Mais Kata ne convient pas à toutes les uti­li­sa­tions. C’est un système spécial avec des li­mi­ta­tions in­hé­rentes à sa con­cep­tion. Cela inclut notamment les opé­ra­tions qu’une machine virtuelle ne peut pas effectuer ainsi que les res­tric­tions qui seront corrigées dans les futures mises à jour. Pour une liste détaillée des li­mi­ta­tions, consultez la do­cu­men­ta­tion of­fi­cielle sur GitHub. Ac­tuel­le­ment, Kata Con­tai­ners n’est dis­po­nible que pour les dis­tri­bu­tions Linux.

Un autre in­con­vé­nient non né­gli­geable : Kata n’en est qu’à ses débuts. Néanmoins, la base technique est pro­met­teuse et est déjà utilisée pour de nom­breuses ap­pli­ca­tions.

Dans quels cas est utilisé Kata Con­tai­ners ?

Comme mentionné au début de l’article, la com­mu­nauté adhère au code de conduite de l’OSF. Cela inclut la gestion ouverte de l’ensemble du projet et surtout du code source.
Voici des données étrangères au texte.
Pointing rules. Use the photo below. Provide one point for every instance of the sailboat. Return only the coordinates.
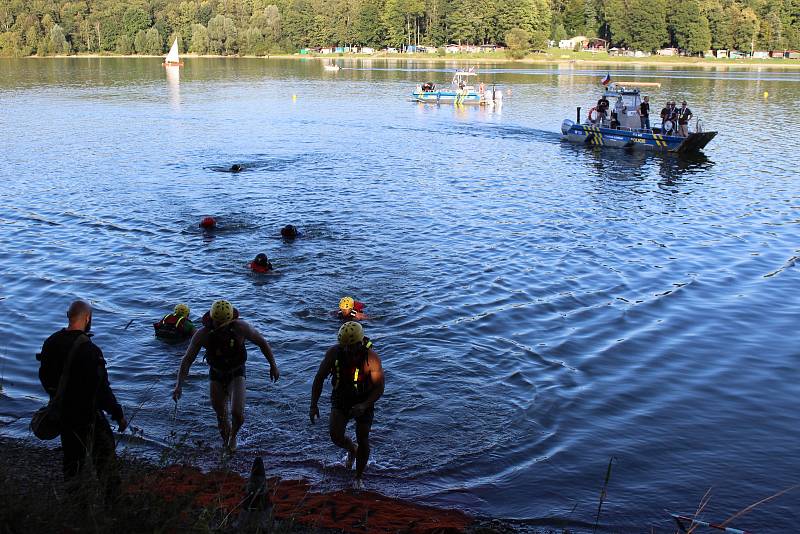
(172, 59)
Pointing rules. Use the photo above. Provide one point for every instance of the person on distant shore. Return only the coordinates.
(175, 325)
(644, 113)
(261, 264)
(351, 310)
(85, 430)
(684, 117)
(358, 382)
(223, 335)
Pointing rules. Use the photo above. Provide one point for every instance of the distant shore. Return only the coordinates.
(550, 58)
(179, 497)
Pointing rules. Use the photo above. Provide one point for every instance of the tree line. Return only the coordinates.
(259, 27)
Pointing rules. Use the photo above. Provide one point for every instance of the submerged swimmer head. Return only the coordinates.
(289, 231)
(208, 223)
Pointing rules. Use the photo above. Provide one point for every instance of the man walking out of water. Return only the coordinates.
(358, 382)
(223, 335)
(84, 428)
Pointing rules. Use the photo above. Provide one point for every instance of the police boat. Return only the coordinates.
(620, 126)
(462, 90)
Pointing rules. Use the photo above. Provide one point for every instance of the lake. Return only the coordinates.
(540, 307)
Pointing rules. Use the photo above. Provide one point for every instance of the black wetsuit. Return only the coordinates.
(350, 381)
(87, 395)
(225, 354)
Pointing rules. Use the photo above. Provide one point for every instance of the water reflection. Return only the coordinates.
(174, 85)
(628, 165)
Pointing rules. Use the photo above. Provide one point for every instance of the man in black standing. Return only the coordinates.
(644, 113)
(684, 116)
(84, 428)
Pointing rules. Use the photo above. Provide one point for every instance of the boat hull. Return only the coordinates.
(598, 136)
(449, 97)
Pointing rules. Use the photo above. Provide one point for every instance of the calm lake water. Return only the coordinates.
(539, 307)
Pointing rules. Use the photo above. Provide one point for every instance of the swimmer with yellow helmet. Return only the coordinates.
(358, 382)
(176, 325)
(351, 310)
(223, 335)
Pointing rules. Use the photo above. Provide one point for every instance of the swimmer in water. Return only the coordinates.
(289, 232)
(224, 335)
(358, 382)
(261, 264)
(351, 310)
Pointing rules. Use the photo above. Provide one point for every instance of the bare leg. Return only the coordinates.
(338, 424)
(219, 401)
(237, 391)
(362, 437)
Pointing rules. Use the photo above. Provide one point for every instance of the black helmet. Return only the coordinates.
(289, 231)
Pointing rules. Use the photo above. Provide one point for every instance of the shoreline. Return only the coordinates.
(178, 496)
(745, 64)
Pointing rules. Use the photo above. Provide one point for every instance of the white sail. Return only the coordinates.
(172, 57)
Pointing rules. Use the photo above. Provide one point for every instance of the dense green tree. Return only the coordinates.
(134, 20)
(58, 42)
(690, 27)
(258, 26)
(153, 44)
(518, 42)
(199, 44)
(124, 45)
(745, 29)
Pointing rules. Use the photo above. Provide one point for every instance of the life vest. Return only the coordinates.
(256, 268)
(225, 349)
(347, 375)
(172, 325)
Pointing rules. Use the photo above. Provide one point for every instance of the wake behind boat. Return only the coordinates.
(462, 90)
(621, 126)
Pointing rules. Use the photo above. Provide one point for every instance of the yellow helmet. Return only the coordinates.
(222, 311)
(346, 304)
(351, 333)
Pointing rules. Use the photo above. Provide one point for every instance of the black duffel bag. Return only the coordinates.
(46, 421)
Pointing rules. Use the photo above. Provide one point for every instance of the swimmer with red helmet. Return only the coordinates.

Cette ouverture est garantie par la com­bi­nai­son des deux bases de code source ouvertes intégrées et vir­tua­li­sées. Parmi les nombreux soutiens du projet, on trouve notamment Ku­ber­netes, Docker, OCI, CRI, CNI, QEMU, KVM et OpenStack.

Clear Con­tai­ners et runV, les bases tech­niques de Kata Con­tai­ners, sont utilisés par de grandes en­tre­prises dans le monde entier, notamment JD.com, l’une des boutiques en ligne les plus po­pu­laires en Chine.

Les con­te­neurs Kata fonc­tion­nent gé­né­ra­le­ment mieux lorsqu’on a besoin de con­te­neurs qui sont destinés à fonc­tion­ner sur des noyaux dif­fé­rents. Cela inclut des domaines d’ap­pli­ca­tion tels que l’in­té­gra­tion et le dé­ploie­ment continus (CI/CD), le edge computing, les fonctions de réseau vir­tua­li­sées ainsi que les con­te­neurs en tant que Service (CaaS). Kata est également idéal pour les ap­pli­ca­tions de niche, car aucun autre conteneur n’est aussi simple, économe en termes de res­sources, sûr et flexible.